Kevin Van Den Wymelenberg, Professor, Architecture
Van Den Wymelenberg’s work seeks to facilitate integration amongst a broad network of researchers and practitioners on issues concerning health, comfort, and sustainability in the human ecosystem in order to support human, community and planetary health. He founded the Institute for Health in the Built Environment and directs Biology and the Built Environment Center and the Energy Studies in Buildings Laboratory in Portland and Eugene. Van Den Wymelenberg has consulted on several hundred new construction and major renovation projects with architects and engineers and several of these projects have been recognized with AIA’s Committee on the Environment Top 10 Awards. He has been invited to speak at the National Academy of Sciences Engineering and Medicine, the US House of Representatives, and many scientific and design conferences. Van Den Wymelenberg has authored over 100 articles related to building design, operation and performance.
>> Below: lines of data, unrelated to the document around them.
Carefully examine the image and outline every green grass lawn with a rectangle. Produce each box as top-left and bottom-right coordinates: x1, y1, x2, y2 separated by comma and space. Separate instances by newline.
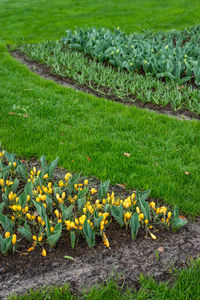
0, 0, 200, 299
0, 47, 200, 215
0, 0, 200, 42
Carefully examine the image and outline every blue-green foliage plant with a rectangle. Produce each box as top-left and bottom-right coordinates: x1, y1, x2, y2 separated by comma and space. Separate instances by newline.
61, 25, 200, 87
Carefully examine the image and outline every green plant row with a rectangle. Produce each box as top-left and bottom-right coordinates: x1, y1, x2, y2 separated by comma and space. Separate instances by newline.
0, 150, 187, 256
19, 41, 200, 115
62, 25, 200, 86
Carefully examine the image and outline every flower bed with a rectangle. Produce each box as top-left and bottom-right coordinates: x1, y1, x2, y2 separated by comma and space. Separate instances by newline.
62, 25, 200, 87
0, 150, 187, 256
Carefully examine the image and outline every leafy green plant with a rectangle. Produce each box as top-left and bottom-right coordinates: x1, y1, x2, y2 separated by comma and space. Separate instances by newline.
19, 41, 200, 115
0, 150, 187, 256
62, 25, 200, 85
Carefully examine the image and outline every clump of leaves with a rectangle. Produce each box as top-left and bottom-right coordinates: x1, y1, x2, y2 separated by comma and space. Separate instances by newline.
0, 146, 187, 256
61, 25, 200, 87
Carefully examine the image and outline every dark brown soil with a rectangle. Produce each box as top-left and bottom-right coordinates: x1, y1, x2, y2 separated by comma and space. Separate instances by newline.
0, 159, 200, 299
11, 51, 200, 120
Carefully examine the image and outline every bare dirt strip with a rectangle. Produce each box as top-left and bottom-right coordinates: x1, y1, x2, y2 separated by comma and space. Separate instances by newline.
11, 51, 200, 120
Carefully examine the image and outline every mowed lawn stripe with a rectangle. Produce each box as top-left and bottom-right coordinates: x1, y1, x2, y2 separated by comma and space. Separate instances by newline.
0, 46, 200, 215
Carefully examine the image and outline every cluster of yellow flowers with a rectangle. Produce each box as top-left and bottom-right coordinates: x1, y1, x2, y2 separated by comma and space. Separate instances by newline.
0, 151, 184, 256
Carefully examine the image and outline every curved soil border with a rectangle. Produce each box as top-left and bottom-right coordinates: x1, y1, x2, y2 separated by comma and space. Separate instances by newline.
10, 51, 200, 120
0, 160, 200, 299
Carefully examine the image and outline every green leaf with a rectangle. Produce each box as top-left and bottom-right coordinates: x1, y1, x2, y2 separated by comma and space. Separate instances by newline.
24, 181, 33, 198
48, 157, 59, 178
174, 205, 179, 219
19, 193, 27, 208
16, 164, 27, 179
47, 223, 62, 247
0, 235, 12, 254
2, 194, 9, 206
77, 188, 88, 210
0, 214, 13, 234
61, 204, 74, 221
4, 151, 15, 163
17, 226, 32, 242
104, 203, 111, 213
33, 200, 46, 218
40, 155, 46, 171
130, 213, 140, 240
45, 215, 51, 237
94, 211, 103, 228
70, 231, 76, 249
0, 234, 6, 254
67, 174, 80, 195
83, 220, 95, 248
171, 218, 188, 232
0, 202, 5, 214
111, 204, 124, 227
98, 180, 110, 200
11, 177, 19, 193
46, 196, 53, 213
64, 255, 74, 260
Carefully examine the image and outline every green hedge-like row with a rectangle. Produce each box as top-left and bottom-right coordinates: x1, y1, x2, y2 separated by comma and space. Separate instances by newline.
61, 25, 200, 86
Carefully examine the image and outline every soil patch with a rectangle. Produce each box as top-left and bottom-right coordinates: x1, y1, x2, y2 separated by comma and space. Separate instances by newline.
0, 159, 200, 299
11, 51, 200, 120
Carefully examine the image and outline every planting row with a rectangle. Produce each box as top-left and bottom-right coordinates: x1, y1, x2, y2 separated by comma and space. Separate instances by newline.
19, 41, 200, 115
62, 25, 200, 86
0, 150, 187, 256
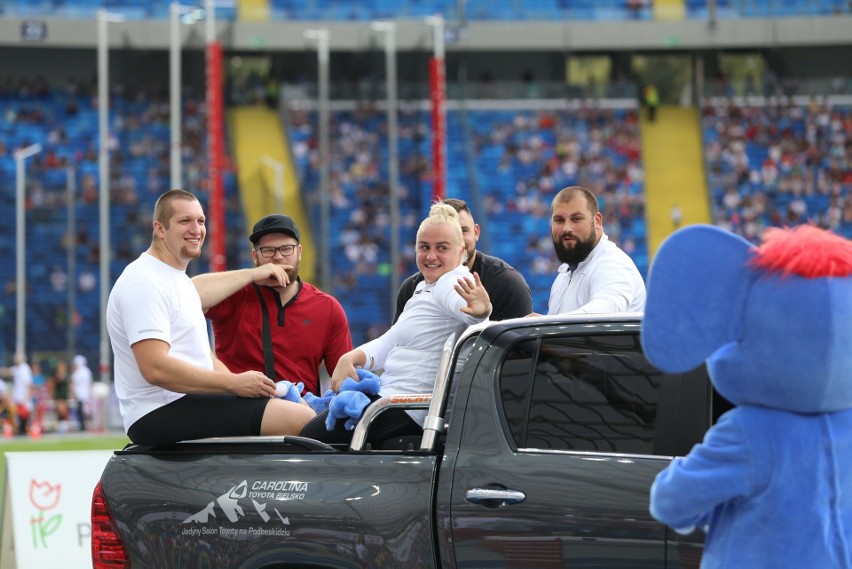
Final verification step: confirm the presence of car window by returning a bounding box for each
[500,334,710,455]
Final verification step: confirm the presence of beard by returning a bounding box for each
[553,231,597,265]
[254,260,299,283]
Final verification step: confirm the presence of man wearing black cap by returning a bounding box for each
[192,214,352,393]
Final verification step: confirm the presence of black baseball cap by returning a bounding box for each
[249,213,302,245]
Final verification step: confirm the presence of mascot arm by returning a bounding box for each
[651,413,754,533]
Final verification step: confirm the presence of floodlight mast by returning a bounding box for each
[97,9,124,382]
[14,144,42,357]
[370,20,400,314]
[304,28,331,292]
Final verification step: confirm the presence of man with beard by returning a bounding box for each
[192,214,352,394]
[536,186,645,314]
[393,198,532,322]
[106,190,316,445]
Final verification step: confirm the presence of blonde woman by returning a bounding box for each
[302,204,491,443]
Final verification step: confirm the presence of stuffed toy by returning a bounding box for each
[641,225,852,569]
[275,368,382,431]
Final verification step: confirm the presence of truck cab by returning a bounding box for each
[92,314,726,569]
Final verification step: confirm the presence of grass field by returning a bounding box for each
[0,433,130,486]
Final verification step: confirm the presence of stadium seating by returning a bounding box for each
[291,102,648,343]
[703,99,852,242]
[0,85,245,361]
[0,0,852,21]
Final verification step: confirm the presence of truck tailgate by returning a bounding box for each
[102,445,437,568]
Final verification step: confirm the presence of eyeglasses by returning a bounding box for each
[256,245,296,259]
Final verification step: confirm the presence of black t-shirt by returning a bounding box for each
[393,251,533,322]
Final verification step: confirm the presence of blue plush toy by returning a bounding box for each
[642,226,852,569]
[642,226,852,569]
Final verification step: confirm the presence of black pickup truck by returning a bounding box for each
[92,315,721,569]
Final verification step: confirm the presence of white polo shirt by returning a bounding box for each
[547,234,645,314]
[106,253,213,431]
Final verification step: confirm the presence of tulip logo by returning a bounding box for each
[30,480,62,549]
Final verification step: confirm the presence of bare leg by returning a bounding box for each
[260,398,316,436]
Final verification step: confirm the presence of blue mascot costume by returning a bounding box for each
[642,225,852,569]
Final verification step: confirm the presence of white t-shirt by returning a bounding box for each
[12,362,33,409]
[359,265,487,414]
[547,235,645,314]
[106,253,213,431]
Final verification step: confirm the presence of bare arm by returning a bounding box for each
[192,263,291,312]
[331,348,367,393]
[454,273,491,318]
[132,340,275,397]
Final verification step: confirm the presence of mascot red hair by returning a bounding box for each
[642,225,852,569]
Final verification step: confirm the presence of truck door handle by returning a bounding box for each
[464,488,527,508]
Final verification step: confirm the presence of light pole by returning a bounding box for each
[15,144,41,357]
[169,2,183,189]
[260,154,284,213]
[65,166,77,360]
[304,28,331,292]
[426,14,447,200]
[98,10,124,382]
[370,21,399,314]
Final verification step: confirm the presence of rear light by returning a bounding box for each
[92,482,130,569]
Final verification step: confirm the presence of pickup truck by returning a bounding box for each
[92,314,725,569]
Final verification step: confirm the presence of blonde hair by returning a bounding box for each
[417,203,467,264]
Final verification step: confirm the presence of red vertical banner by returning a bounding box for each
[429,57,447,200]
[207,42,226,271]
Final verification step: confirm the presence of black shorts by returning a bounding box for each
[127,393,270,446]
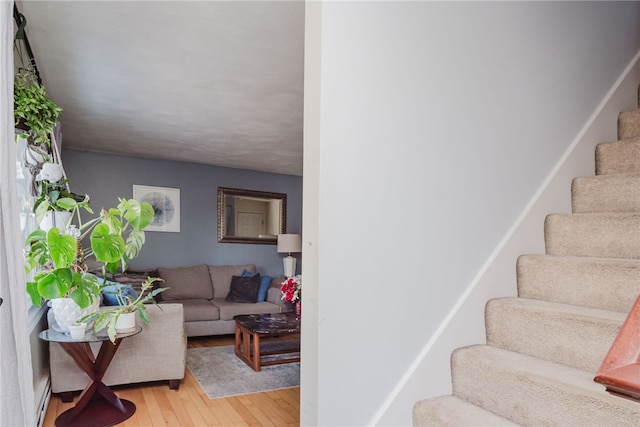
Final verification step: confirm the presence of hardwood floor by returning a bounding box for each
[43,336,300,427]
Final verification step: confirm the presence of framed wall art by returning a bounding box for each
[133,184,180,233]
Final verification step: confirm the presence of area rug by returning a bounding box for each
[187,344,300,399]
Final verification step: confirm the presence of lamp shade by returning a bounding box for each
[278,234,302,253]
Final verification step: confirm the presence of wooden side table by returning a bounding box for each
[38,326,142,427]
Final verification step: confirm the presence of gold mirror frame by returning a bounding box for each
[218,187,287,245]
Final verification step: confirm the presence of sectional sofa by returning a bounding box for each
[157,264,292,337]
[49,264,293,402]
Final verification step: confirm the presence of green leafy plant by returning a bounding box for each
[13,71,62,146]
[33,179,89,223]
[25,197,154,308]
[78,277,168,341]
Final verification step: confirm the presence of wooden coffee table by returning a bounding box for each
[233,313,300,372]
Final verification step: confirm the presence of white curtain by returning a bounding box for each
[0,0,35,426]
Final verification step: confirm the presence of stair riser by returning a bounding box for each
[517,255,640,313]
[544,214,640,259]
[571,174,640,213]
[452,347,640,427]
[596,138,640,175]
[485,299,625,372]
[618,110,640,139]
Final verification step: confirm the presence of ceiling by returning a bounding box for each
[17,0,304,176]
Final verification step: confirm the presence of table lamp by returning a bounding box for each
[278,234,302,277]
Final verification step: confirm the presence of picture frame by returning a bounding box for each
[133,184,180,233]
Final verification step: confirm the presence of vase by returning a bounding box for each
[50,298,100,333]
[294,302,302,319]
[40,211,72,233]
[116,312,136,334]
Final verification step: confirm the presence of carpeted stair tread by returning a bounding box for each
[485,298,626,372]
[596,138,640,175]
[516,255,640,313]
[618,110,640,139]
[413,396,520,427]
[571,172,640,213]
[452,345,640,427]
[544,213,640,259]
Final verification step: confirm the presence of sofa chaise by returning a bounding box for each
[49,303,187,402]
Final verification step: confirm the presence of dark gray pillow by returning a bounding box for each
[227,274,260,302]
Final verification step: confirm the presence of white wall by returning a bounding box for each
[301,2,640,426]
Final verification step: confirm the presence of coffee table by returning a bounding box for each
[38,326,142,427]
[233,313,300,372]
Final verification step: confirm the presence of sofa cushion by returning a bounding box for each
[100,281,138,305]
[158,264,213,301]
[172,298,220,322]
[212,298,281,320]
[226,274,260,303]
[258,275,273,302]
[209,264,256,299]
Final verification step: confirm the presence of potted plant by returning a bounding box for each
[79,277,167,341]
[13,70,62,147]
[25,197,154,332]
[33,179,88,231]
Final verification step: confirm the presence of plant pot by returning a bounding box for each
[116,312,136,334]
[293,302,302,319]
[49,298,100,333]
[40,211,72,233]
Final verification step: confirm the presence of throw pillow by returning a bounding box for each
[258,276,273,302]
[227,274,260,303]
[209,264,256,298]
[158,264,213,301]
[241,270,258,277]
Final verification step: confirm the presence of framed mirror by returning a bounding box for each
[218,187,287,245]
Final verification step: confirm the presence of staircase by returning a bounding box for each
[413,89,640,426]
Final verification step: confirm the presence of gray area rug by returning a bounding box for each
[187,346,300,399]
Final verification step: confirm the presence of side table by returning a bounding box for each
[38,326,142,427]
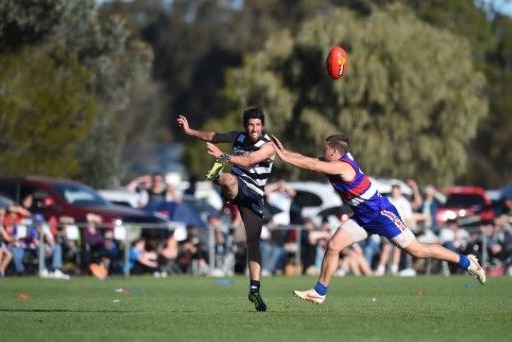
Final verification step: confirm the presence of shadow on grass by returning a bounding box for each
[0,309,130,313]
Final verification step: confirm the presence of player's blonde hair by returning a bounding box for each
[325,134,350,155]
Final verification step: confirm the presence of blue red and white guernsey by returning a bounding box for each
[327,153,392,226]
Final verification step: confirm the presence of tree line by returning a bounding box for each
[0,0,512,187]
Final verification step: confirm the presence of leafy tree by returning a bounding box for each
[0,49,97,177]
[214,5,488,184]
[0,0,153,187]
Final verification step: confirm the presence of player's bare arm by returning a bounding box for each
[272,136,355,180]
[176,115,216,141]
[206,142,275,167]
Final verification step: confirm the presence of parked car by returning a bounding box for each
[288,181,343,225]
[436,186,495,225]
[0,177,169,229]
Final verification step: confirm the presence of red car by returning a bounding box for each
[0,177,168,227]
[436,186,495,225]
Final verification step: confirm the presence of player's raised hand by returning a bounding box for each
[271,135,284,150]
[206,142,224,158]
[176,114,190,133]
[271,135,286,159]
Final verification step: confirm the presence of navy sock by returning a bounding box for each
[315,282,327,296]
[458,254,470,270]
[249,280,260,293]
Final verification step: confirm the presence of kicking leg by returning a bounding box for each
[402,239,486,285]
[239,206,267,311]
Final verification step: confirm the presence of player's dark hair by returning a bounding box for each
[243,107,265,127]
[325,134,350,155]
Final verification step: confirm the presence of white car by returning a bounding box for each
[288,181,343,225]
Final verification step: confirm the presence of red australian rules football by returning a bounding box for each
[325,46,348,80]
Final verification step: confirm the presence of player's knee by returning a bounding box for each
[405,243,429,258]
[327,239,343,253]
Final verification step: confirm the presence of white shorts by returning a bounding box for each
[340,219,416,248]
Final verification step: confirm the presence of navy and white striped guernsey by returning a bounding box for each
[231,132,274,196]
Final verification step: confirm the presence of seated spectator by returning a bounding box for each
[99,231,123,274]
[0,207,12,277]
[82,214,105,267]
[33,214,70,280]
[129,239,158,274]
[3,208,25,275]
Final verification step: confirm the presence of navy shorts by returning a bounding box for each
[225,177,265,217]
[360,205,408,240]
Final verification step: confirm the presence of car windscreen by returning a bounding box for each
[442,194,485,208]
[52,183,111,207]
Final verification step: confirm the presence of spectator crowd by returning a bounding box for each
[0,173,512,280]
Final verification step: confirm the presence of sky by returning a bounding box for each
[96,0,512,17]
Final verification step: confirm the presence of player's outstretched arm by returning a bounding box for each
[272,135,346,175]
[206,142,275,167]
[176,115,216,141]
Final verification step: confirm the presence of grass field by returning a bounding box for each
[0,276,512,342]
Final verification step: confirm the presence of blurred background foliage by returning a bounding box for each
[0,0,512,187]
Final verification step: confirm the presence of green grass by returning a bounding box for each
[0,276,512,342]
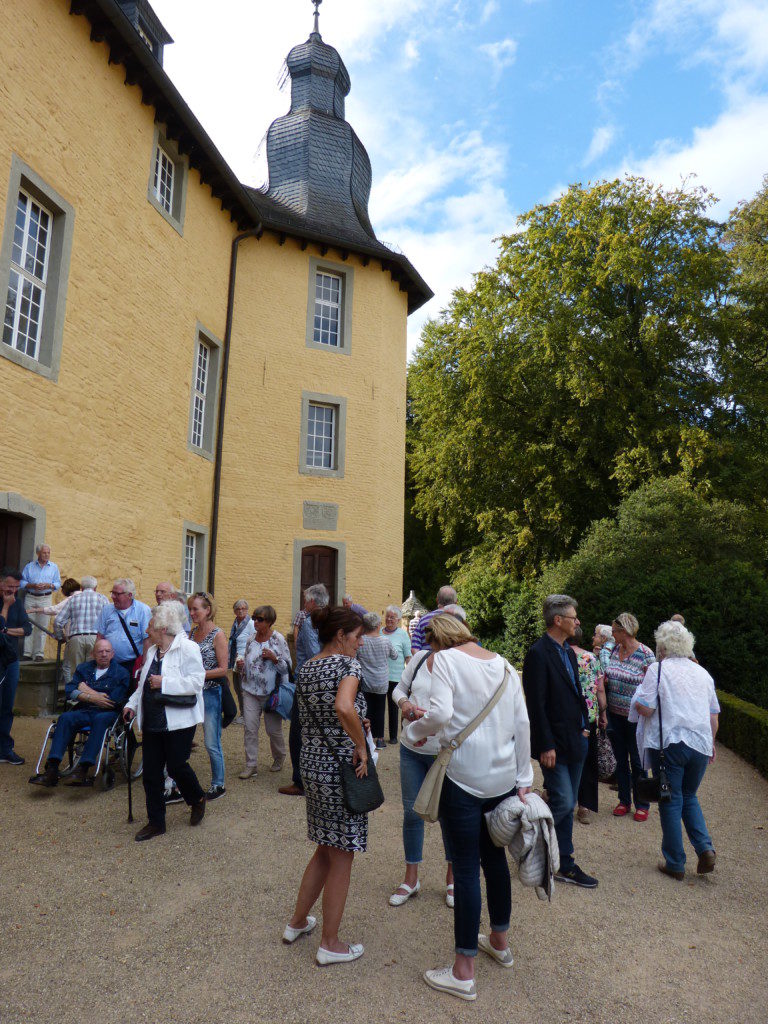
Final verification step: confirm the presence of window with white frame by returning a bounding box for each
[191,339,211,447]
[3,189,53,359]
[313,270,342,348]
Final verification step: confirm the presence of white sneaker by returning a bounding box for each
[424,967,477,999]
[283,913,317,946]
[389,882,421,906]
[477,935,515,967]
[314,942,364,967]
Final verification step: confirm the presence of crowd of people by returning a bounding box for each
[0,550,720,999]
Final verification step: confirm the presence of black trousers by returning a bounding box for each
[387,679,400,742]
[364,690,387,739]
[288,696,304,790]
[141,725,205,827]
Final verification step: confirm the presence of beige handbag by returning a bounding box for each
[414,666,509,821]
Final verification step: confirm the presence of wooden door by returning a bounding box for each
[301,546,338,608]
[0,512,23,569]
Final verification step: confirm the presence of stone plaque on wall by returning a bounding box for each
[304,502,339,529]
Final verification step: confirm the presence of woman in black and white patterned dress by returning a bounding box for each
[283,607,368,965]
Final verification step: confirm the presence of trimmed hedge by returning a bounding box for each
[718,690,768,778]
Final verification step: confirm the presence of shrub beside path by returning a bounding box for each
[0,719,768,1024]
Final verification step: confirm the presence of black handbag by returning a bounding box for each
[305,684,384,814]
[637,662,672,804]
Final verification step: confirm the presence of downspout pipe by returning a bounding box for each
[208,221,264,593]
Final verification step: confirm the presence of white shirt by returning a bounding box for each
[407,649,534,800]
[629,657,720,761]
[392,650,440,755]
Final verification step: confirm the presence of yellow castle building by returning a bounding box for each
[0,0,431,628]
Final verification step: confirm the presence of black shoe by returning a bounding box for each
[0,751,24,765]
[133,821,165,843]
[555,864,597,889]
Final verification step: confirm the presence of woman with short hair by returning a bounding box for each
[283,606,368,966]
[404,614,534,999]
[123,601,206,843]
[189,591,228,800]
[604,611,655,821]
[239,604,291,779]
[630,621,720,882]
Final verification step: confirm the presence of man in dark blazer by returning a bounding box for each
[30,637,130,787]
[522,594,597,889]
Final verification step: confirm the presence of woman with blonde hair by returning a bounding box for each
[403,613,534,999]
[189,591,228,800]
[603,611,655,821]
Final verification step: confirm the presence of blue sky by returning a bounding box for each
[153,0,768,351]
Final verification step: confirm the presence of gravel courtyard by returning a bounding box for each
[0,719,768,1024]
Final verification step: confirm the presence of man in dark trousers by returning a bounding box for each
[522,594,597,889]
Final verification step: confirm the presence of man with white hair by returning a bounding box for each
[53,575,110,679]
[20,544,61,662]
[411,585,457,654]
[96,579,152,676]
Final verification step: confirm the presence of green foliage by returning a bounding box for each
[718,690,768,778]
[409,178,745,573]
[540,477,768,707]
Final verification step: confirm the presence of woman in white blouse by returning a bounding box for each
[389,637,454,907]
[404,614,534,999]
[630,622,720,882]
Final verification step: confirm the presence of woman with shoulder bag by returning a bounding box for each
[283,606,369,966]
[123,601,206,843]
[389,638,454,907]
[630,622,720,882]
[404,614,534,999]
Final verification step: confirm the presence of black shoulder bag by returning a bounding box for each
[637,662,672,804]
[305,663,384,814]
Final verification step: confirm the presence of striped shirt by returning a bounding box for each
[605,643,656,718]
[54,590,110,637]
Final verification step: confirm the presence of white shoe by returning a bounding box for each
[424,967,477,999]
[314,942,364,967]
[477,935,515,967]
[283,914,317,946]
[389,882,421,906]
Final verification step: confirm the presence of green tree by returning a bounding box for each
[410,178,730,573]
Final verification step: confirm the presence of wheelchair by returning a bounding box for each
[35,713,143,792]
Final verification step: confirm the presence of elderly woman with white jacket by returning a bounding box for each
[404,614,534,999]
[123,601,206,843]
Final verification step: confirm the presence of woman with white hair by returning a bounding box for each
[123,601,206,843]
[630,622,720,882]
[603,611,655,821]
[381,604,412,744]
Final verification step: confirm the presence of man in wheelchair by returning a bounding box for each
[30,640,130,787]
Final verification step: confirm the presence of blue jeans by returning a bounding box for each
[607,711,648,811]
[0,662,20,757]
[440,777,516,956]
[650,743,713,871]
[48,709,117,766]
[542,736,589,871]
[203,686,224,786]
[400,743,452,864]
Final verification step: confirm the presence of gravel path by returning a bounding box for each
[0,719,768,1024]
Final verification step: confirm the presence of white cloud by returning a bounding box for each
[584,125,616,167]
[478,39,517,78]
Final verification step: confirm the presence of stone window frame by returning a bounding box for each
[186,321,224,462]
[299,391,347,479]
[0,153,75,383]
[305,256,354,355]
[146,124,189,238]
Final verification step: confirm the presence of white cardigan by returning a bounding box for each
[408,649,534,800]
[126,633,206,732]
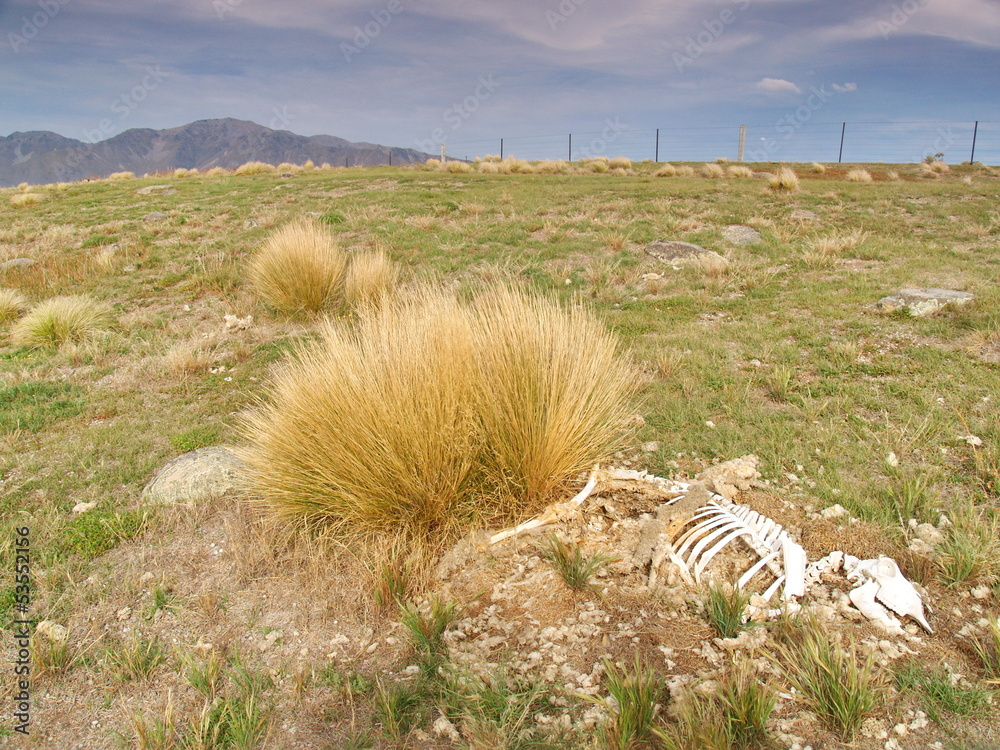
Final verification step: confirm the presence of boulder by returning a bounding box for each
[142,446,244,505]
[875,289,975,318]
[646,240,729,272]
[722,224,760,245]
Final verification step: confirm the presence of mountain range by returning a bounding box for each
[0,118,431,187]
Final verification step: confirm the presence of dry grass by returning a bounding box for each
[10,296,111,349]
[233,161,274,177]
[249,220,346,315]
[245,288,633,549]
[0,287,28,323]
[768,167,799,193]
[10,193,45,208]
[344,250,399,306]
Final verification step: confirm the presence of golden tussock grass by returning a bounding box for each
[344,250,399,306]
[249,219,346,315]
[768,167,799,193]
[233,161,275,177]
[243,287,634,550]
[0,287,28,323]
[10,193,45,208]
[10,296,111,349]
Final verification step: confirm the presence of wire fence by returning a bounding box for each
[445,119,1000,164]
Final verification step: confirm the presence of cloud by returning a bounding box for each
[754,78,802,94]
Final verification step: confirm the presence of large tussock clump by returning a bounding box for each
[238,288,635,547]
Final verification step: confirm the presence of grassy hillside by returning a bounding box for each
[0,164,1000,748]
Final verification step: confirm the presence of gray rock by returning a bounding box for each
[646,240,729,271]
[135,185,177,195]
[722,224,760,245]
[0,258,38,271]
[142,446,244,505]
[875,289,975,318]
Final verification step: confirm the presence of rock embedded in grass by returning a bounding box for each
[875,288,975,318]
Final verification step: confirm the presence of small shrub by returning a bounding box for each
[545,534,615,591]
[233,161,275,177]
[604,654,663,750]
[10,193,45,208]
[778,623,882,741]
[10,296,111,349]
[0,287,28,323]
[705,584,751,638]
[768,167,799,193]
[344,250,399,306]
[249,220,346,315]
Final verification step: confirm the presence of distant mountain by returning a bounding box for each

Maureen Zalewski, Associate Professor, Psychology
Zalewski studies the various pathways by which child development is impacted by having a parent who struggles with mental health issues. Her work has included studies of parents who struggle with borderline personality disorder, substance use, suicide, and emotion dysregulation. Her work is funded by the National Institute of Mental Health. Zalewski is a licensed clinical psychologist and formally trained in Dialectical Behavior Therapy (DBT), an evidence-based approach to treating individuals with Borderline Personality Disorder (BPD) and other disorders involving high emotional dysregulation. She trains doctoral students in this model in the psychology training clinic. She has been awarded numerous early career awards, including from the Society for Research in Child Development, the Association for Psychological Science, and received the inaugural Pennsylvania State University Outstanding Early Career Alumni Award.
Lorry I. Lokey
The Fund for Faculty Excellence is one of the UO awards programs that is made possible by Mr. Lokey’s support. Established in 2006, the Fund for Faculty Excellence is designed to support the university’s strategic commitment to improve academic quality by rewarding faculty members for their creative work in research and scholarship.